Iga Swiatek might only be 23 and surrounded by a very experienced team, but there’s no doubt that she’s the boss. The ever-discrete and introverted star, she nonetheless demands to understand everything the team asks her to do. Ryszczuk laughs about it.

“She likes to argue with us. When I tell her it’s time to stop, she will say she wants to do a little bit more, and if I say we need to do more, she’ll say, maybe it’s time to stop! It’s not as easy with her as everyone might think!”

Like every champion, Swiatek is a perfectionist, which also explains her need to understand everything. It also explains the very thin margin for error that she tolerates.

“She’s a perfectionist, so if there’s any mistake or some struggles in the movement, it’s then crucial to work on it, to talk with her, to explain to her why we’re doing this and when we’re going to improve this. She likes to see a lot of data but only one time, and then she doesn’t want to listen to it.”

“Not many people know about it, but it’s a big pressure”

Yet, she’s also expressed many times how she needed to rely on her team for the many things she didn’t feel she could handle on her own. To focus on winning, Swiatek learns to delegate. Ryszczuk doesn’t deny that there is a lot of pressure.

“Yes, for sure. Not many people know about it, but it’s a big pressure. I feel the pressure. She’s not the one putting a lot of pressure because she trusts me, but at the beginning, she was asking a lot of questions. Once we gained the trust, we could easily go from year to year and tournament to tournament.

“But it’s a lot of pressure because you can’t make mistakes. If with the coach you give her a day off but then she’s out of her tennis, it’s going to be our fault. If we push too much and then she gets injured, then again it’s our fault. There’s a lot of pressure, but for now, it’s fine.”

It’s also stress-inducing when the goal is to win Roland-Garros every year. We tend to talk a lot about the need to peak at the right time, but Ryszczuk doesn’t believe in that.

“Indeed, I don’t like this word. In tennis, I think it’s almost impossible because players would be dead tired in a lot of tournaments as, to peak, you need to push a little more, then a little bit more, then even more, but there is no time for this during the season.
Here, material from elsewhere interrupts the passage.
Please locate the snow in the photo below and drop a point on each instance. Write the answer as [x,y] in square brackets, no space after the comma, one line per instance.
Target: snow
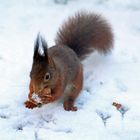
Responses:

“So, I prefer to stay at 80 or 90 percent of her maximum abilities all season, monitor her fatigue, and build through the year.”

“her physical ability is the foundation “

What’s interesting in the way Swiatek developed as a player is that you can see how getting stronger physically helped her mentally. She’s the emotional type, she needs to have reassuring anchors when things get overwhelming. The mental work done is one thing, the tennis skills are another, but the building of a strong body really blends it all together.

“I think her physical ability is the foundation,” said Ryszczuk. “When she is under pressure, under stress, it’s the main thing she can count on. When you are strong physically, you can always rely on it. It’s one of the main reasons she can handle the pressure, added to the mental and technical work. You can be strong mentally, but if you don’t have the physical condition, It’s not gonna help you.”

The crazy thing in tennis at this level is also that the race to get better never stops. It’s ingrained in the players’s brains that they always need to get better and that there’s a better version of themselves waiting for them. Iga Swiatek might have won her fifth Grand Slam title in Paris, but there are already talks of how she could finally find the key to the grass season.

The quest for the margin of improvement never stops. Yet, with quite a refreshing approach, Ryszczuk thinks that sometimes it actually should.

“Yes, there’s still a lot to improve with Iga, but there’s also the need to see that there is no need to crush it. More strength is maybe not necessary. I want her faster, with more power, but if we build more strength, it may not improve her tennis. I need to be careful.

“The main goal is to stay at this intensity with the same consistency. It’s maybe less about improving than about staying at the same level year after year.”

When the sky is the limit, but you already stand at the top of the mountain, it’s fine to breathe a bit, indeed.